The Centre’s new draft rules governing the country”s coastline have evoked a mixed reaction in Goa where environmentalists expressed concern over the norms while shack owners said their business will get a boost.
Early this week, the environment ministry issued the draft Coastal Zone Regulation (CRZ) Notification, 2018.
The notification, which proposes expanding land area for development activities and tourism infrastructure while also simplifying the procedure for CRZ clearances, has been uploaded on the ministry”s website for public comments.
It has classified areas with a population density of more than 2,161 per sq km as per 2011 Census as CRZ-III. In such areas, ‘no development zone (NDZ)’ – measured from the high tide line on the landward side – has been reduced to 50 metres from the existing 200 metres from the HTL.
In areas with a population density of less than 2,161 per sq kms, designated as CRZ-III B, the NDZ continues to be 200 metres from the high tide line (HTL).
However, the NDZ shall not be applicable in areas falling within notified port limits.
“Temporary tourism facilities shall be permissible in the NDZ of CRZ-III areas. Such temporary facilities shall only include shacks, toilets, washrooms, changing rooms, shower panels, walk ways.
“Such facilities shall, however, be permitted only subject to the tourism plan featuring in the approved Coastal Zone Management Plan (CZMP),” the notification said.
The notification has allowed local communities, including fishermen, to facilitate tourism through ‘home stay’ without changing the plinth area or design of facade of the existing houses.
The rules, if implemented in the current form, are likely to change the way Goa’s 105km long beach front looks.
Shack owners, who account for most of the economic activity in the coastal belt, have said the draft rules would help their business to a certain extent. Environmentalists, however, have expressed concern over the draft.

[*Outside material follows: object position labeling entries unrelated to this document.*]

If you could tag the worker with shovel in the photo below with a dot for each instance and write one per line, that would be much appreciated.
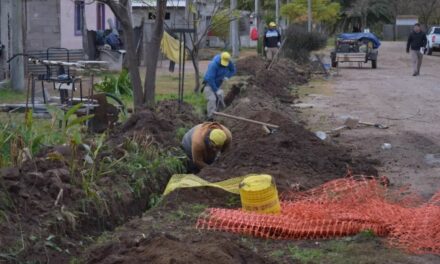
(204, 143)
(220, 69)
(272, 41)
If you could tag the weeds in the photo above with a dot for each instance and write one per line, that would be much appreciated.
(305, 255)
(117, 85)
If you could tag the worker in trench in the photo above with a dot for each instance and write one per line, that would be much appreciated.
(220, 69)
(204, 143)
(272, 41)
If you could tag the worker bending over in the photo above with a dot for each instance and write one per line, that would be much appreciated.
(204, 143)
(221, 68)
(272, 41)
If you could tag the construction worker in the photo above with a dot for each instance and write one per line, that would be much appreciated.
(272, 41)
(416, 44)
(221, 68)
(204, 143)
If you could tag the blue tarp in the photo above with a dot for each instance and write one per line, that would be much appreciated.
(359, 36)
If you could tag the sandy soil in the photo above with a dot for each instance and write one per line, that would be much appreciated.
(392, 96)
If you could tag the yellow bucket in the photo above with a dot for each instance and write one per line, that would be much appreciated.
(258, 193)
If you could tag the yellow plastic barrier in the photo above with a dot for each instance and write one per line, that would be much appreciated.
(258, 193)
(190, 180)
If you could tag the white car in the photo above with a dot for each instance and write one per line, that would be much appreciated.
(433, 39)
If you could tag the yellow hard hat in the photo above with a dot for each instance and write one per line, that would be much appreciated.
(217, 137)
(225, 57)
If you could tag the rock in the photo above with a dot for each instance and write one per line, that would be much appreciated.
(12, 174)
(63, 174)
(36, 178)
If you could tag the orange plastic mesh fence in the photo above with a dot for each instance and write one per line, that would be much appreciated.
(341, 207)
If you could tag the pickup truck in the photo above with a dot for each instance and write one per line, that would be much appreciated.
(355, 47)
(433, 39)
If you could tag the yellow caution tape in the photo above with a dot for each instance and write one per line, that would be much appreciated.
(191, 181)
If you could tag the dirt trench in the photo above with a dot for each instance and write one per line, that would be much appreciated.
(48, 215)
(292, 154)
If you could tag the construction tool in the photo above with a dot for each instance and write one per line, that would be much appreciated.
(270, 128)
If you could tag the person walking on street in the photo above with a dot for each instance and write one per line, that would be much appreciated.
(220, 69)
(272, 41)
(204, 143)
(416, 45)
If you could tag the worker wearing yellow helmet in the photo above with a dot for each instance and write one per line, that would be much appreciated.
(272, 41)
(221, 68)
(204, 143)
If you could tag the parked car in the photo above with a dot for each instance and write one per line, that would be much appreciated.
(433, 40)
(356, 47)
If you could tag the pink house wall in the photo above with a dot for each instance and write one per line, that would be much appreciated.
(67, 22)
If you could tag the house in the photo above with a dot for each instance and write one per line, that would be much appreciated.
(51, 23)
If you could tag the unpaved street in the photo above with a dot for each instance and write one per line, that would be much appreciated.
(389, 95)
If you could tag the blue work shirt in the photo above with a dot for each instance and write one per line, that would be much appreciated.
(216, 73)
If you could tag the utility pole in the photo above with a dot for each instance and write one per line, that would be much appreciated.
(234, 31)
(17, 64)
(309, 15)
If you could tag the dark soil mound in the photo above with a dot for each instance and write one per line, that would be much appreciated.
(165, 249)
(250, 65)
(292, 154)
(158, 126)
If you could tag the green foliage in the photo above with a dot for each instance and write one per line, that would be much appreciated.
(117, 85)
(324, 11)
(305, 255)
(299, 43)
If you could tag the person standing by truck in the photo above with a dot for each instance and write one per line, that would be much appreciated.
(416, 45)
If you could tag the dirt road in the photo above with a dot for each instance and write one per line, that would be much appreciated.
(389, 95)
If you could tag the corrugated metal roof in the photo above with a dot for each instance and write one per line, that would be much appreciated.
(152, 3)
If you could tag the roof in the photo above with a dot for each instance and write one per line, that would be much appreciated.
(152, 3)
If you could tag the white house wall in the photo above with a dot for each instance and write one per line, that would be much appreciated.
(67, 18)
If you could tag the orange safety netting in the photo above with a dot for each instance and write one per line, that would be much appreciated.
(341, 207)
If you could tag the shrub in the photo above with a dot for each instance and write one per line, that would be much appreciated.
(299, 43)
(117, 85)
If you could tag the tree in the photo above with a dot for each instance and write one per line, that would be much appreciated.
(323, 11)
(122, 11)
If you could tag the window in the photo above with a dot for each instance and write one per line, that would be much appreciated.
(100, 16)
(152, 16)
(79, 23)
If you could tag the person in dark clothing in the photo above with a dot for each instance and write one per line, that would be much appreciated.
(272, 41)
(416, 45)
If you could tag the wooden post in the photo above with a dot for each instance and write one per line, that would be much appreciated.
(17, 64)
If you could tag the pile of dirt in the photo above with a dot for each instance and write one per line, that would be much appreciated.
(165, 248)
(292, 154)
(159, 125)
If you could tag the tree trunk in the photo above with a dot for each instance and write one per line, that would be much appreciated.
(195, 61)
(152, 54)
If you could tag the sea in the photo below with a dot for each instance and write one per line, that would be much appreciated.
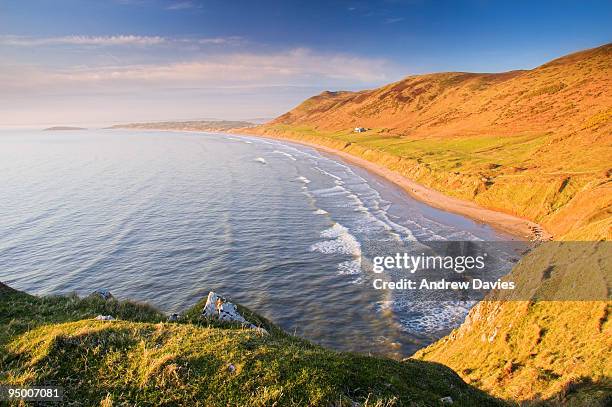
(165, 217)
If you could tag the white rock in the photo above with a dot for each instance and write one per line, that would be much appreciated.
(229, 312)
(210, 309)
(219, 307)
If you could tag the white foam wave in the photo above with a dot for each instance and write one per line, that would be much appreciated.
(290, 156)
(431, 316)
(350, 267)
(333, 191)
(342, 241)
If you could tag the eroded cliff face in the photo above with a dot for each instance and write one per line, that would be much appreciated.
(535, 143)
(522, 346)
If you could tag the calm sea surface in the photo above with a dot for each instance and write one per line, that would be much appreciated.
(164, 217)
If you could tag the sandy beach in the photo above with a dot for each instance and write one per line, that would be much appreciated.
(508, 223)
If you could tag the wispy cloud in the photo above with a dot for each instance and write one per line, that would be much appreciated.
(393, 20)
(111, 40)
(182, 5)
(294, 67)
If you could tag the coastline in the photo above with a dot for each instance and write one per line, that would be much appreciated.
(514, 225)
(519, 227)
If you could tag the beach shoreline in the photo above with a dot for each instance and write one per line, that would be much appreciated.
(511, 224)
(514, 225)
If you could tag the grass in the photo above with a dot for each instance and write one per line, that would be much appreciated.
(554, 351)
(535, 143)
(139, 359)
(531, 175)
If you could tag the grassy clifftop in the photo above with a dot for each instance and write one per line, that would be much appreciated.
(534, 143)
(139, 359)
(524, 349)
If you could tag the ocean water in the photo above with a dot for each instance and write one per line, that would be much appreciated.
(165, 217)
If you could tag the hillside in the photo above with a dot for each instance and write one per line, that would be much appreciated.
(534, 143)
(558, 351)
(139, 359)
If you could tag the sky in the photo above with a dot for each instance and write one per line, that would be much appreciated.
(115, 61)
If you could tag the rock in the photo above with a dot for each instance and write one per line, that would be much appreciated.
(210, 309)
(218, 307)
(229, 312)
(104, 294)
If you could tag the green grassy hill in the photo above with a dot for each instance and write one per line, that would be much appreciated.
(519, 348)
(139, 359)
(535, 143)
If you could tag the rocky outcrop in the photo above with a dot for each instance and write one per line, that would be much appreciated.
(217, 307)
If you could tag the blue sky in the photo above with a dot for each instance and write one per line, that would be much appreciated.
(110, 61)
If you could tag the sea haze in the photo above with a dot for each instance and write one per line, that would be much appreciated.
(164, 217)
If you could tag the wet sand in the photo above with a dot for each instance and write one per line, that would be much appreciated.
(508, 223)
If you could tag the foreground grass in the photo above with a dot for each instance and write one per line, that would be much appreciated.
(141, 360)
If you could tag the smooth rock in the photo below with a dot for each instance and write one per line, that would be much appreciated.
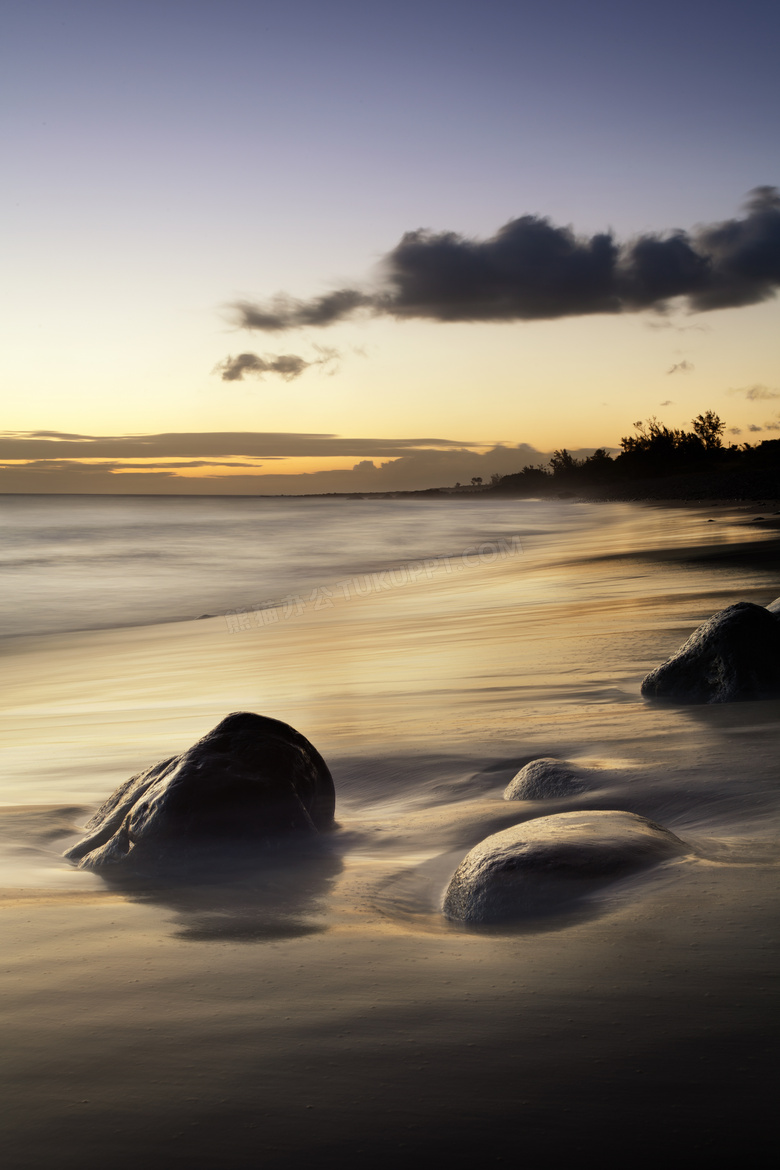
(544, 779)
(547, 865)
(733, 655)
(250, 782)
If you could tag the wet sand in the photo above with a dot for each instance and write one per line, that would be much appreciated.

Antonio Mascarenhas, a former scientist with the CSIR- National Institute of Oceanography (NIO), said the draft rules give a “blanket permission” to shacks (temporary huts on coast which sell certain food items) to come closer to beaches.
The presence of these structures has already started affecting the frontal dunes which would be destroyed further if these draft rules are implemented, he maintained.
“They would be detrimental to the state’s ecology,” he said, adding the draft rules have no scientific validity.
Mascarenhas said the issue of sand dunes has been given the least priority in the notification.
“Special emphasis should be laid on the ecological and geological role as well as functions of the coastal ecosystem, particularly beach dunes. These are more sensitive and more prone to human action,” he said.
President of the Shack Owners’ Welfare Society Cruz Cardoso said the proposed rules will help shacks on private properties, which were earlier facing hindrances.
“Seasonal beach shacks won’t see any impact as they are already on the seafront,” he said.
“Private shack owners had been demanding that the NDZ be reduced from 200 metres to 50 metres (from HTL) and this has been incorporated in the draft notification,” he said.
Cardoso said Goa has 250 private beach shacks and around 360 seasonal ones (which are erected for certain months).